The Audit Bureau of Circulation has released the bad news about newspaper circulation. Both the Houston Chronicle and the NY Times carried stories on Tuesday. The Chronicle reported this a drop of “14.2 percent daily and 6.3 percent on Sundays in the April-September period, compared with the same six-month span in 2008.”
With advertising revenues dropping, publisher Jack Sweeney said the new strategy is to get readers to pay more:
“Revenue from circulation needs to carry a bigger portion of our business going forward, so prices continue to be increased,” Sweeney said. “Even with increases of over 30 percent across all delivery options, Chronicle daily delivery still is only 73 cents a day. With a stamp currently costing 44 cents to deliver a first class letter, a copy of the Chronicle at your door is quite a value.”
Well, yes, but….
Joe Leydon sent an interesting story quoting Times publisher Arthur Sulzberger, who compared print to the Titanic. Even if the Titanic had not hit the iceburg, it was going to go out of business because of the airplane, he said.

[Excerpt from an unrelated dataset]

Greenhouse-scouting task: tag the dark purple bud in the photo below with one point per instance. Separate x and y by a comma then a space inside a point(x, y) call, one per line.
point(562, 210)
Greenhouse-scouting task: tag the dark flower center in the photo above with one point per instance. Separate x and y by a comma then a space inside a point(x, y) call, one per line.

Newspapers face the challenge of how to master the digital technology, and here’s what I think the problem is. The core task of reporting and editing the news remains. But how to deliver it?
That’s the realm of digital technology and I’m wondering if newspapers have the world’s best computer engineers and other digital innovators working for them. I doubt it. They’re all over at Google and Microsoft and Apple making the big bucks. The Chronicle’s search engine is notoriously clunky. Sometimes you can’t find a story on the web the day it is printed because the webpage has crowded it off. And Internet readers don’t have much patience. Newspapers are not leading in digital technology, they are still using it as an afterthought.
Newspapers are going to have to invest heavily not just in technology but in the creative people who can do things with technology, just at the point they are losing money and firing editorial people. They probably need to spend a lot of money on digital innovation. That’s where the opportunity lies.
About fifteen years ago when film cameras were still in action and the digital transition was not complete, most professionals used Nikons. Nikon built the most durable cameras with the best optics. But Canon saw that the camera was no longer an optical device to print images on film. It was an optical device to convert light into pixels. The best camera was going to be the camera with the best computer inside. Canon surged ahead of Nikon and Nikon has been trying to catch up ever since.
Of course, it took about sixty years for airplanes to wipe out the passenger steamship business. The changes in newspapers are happening much faster.